Sam Schulman reported that the recruitment to this registry has been very slow in spite of announcements at several conferences, mass distribution e-mail via the ISTH roster and promotion by the sponsor of the unrestricted grant, Leo. Efforts will continue to encourage reporting.
Francesco Dentali and Walter Ageno from Italy presented a suggestion for a new registry. Splanchnic vein thrombosis is an uncommon, but potentially life-threatening disease. Symptoms are non-specific, and clinical presentations are variable. Advances in imaging techniques have facilitated its early diagnosis, but information on how these techniques are applied in clinical practice is scant. Several etiologic factors have been reported, but their true prevalence is uncertain.

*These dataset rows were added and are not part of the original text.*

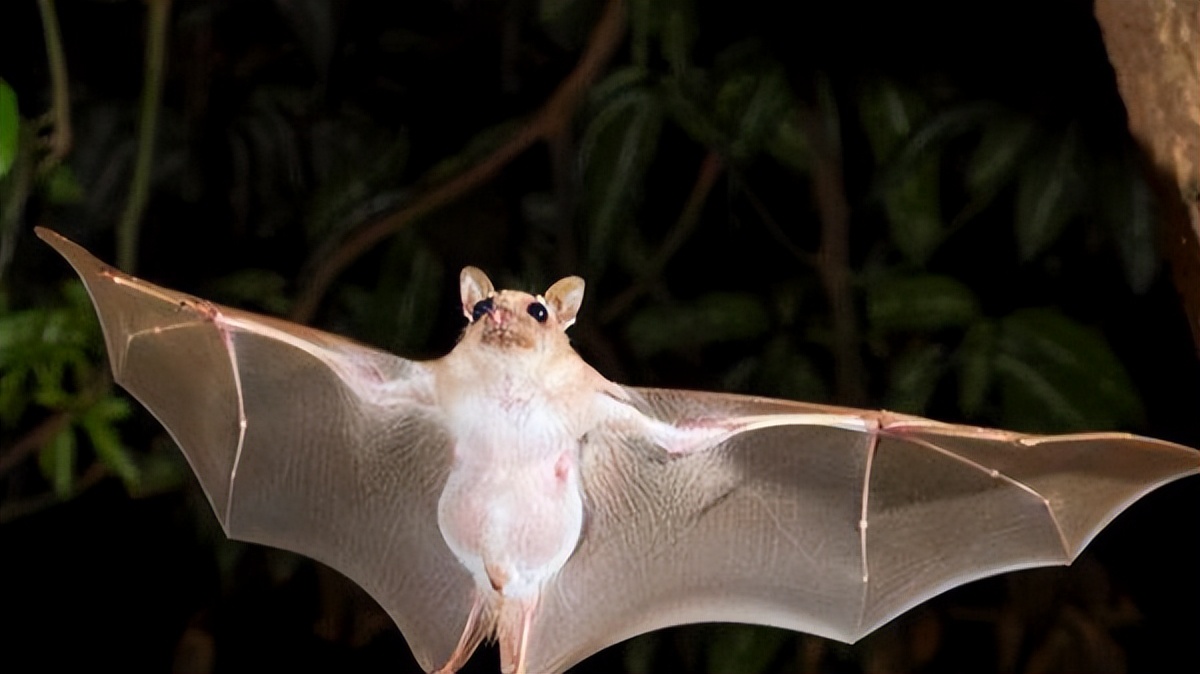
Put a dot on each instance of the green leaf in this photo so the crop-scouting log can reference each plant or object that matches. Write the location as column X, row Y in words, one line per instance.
column 787, row 373
column 790, row 145
column 617, row 150
column 976, row 366
column 751, row 101
column 679, row 34
column 57, row 462
column 61, row 186
column 713, row 318
column 97, row 423
column 919, row 304
column 913, row 378
column 997, row 157
column 889, row 114
column 10, row 127
column 1048, row 196
column 744, row 649
column 1056, row 374
column 915, row 211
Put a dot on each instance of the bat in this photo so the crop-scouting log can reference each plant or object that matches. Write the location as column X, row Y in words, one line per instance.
column 508, row 491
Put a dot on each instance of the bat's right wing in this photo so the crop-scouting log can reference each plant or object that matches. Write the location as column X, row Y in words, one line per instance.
column 828, row 521
column 301, row 440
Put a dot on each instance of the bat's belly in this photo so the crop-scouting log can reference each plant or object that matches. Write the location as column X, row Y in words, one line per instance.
column 513, row 527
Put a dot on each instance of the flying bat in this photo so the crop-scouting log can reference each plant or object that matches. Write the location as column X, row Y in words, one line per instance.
column 508, row 491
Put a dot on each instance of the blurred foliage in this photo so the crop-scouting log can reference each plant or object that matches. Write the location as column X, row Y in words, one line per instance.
column 1000, row 238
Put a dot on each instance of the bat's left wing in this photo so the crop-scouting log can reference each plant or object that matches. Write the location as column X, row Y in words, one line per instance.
column 301, row 440
column 821, row 519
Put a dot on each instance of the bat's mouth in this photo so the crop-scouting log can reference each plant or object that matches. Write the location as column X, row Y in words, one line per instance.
column 505, row 336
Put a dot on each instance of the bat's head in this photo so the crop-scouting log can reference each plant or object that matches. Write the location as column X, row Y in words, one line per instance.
column 513, row 319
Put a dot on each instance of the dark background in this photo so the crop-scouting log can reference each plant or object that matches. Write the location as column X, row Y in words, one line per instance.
column 1023, row 292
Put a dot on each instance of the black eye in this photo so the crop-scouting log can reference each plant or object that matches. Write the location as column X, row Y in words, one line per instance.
column 481, row 307
column 538, row 311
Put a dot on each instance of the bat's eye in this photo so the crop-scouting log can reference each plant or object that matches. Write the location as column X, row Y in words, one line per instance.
column 480, row 308
column 538, row 311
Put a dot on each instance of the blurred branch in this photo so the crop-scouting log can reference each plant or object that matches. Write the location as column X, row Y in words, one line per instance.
column 833, row 258
column 1152, row 47
column 552, row 119
column 60, row 100
column 148, row 125
column 709, row 170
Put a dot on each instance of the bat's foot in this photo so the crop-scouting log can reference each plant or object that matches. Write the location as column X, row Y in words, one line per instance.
column 516, row 617
column 472, row 635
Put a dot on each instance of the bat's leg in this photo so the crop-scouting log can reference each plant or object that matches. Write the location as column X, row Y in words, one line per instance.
column 472, row 635
column 516, row 617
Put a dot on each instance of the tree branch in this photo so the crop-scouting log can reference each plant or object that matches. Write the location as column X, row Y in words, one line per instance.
column 552, row 119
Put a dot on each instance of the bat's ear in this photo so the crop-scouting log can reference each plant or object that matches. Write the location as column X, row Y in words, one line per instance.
column 473, row 286
column 565, row 296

The treatment of splanchnic vein thrombosis may involve anticoagulation alone or in combination with surgery. The timing and intensity of antithrombotic treatment in this setting are unknown, as well as the natural history of the disease. Because information on risk factors, clinical features, diagnosis, treatment and outcome of splanchnic vein thrombosis is mainly based on small, uncontrolled retrospective series of patients, the aim of the proposed prospective registry is to improve the knowledge on this important disorder. Information on most common clinical presentations, most used diagnostic approaches, most common risk factors, and on the natural history of splanchnic vein thrombosis in a large prospective cohort of patients will be collected. Use of anticoagulation, duration of anticoagulation, thromboembolic and major bleeding complications during anticoagulant therapy and when anticoagulant therapy is stopped will also be registered.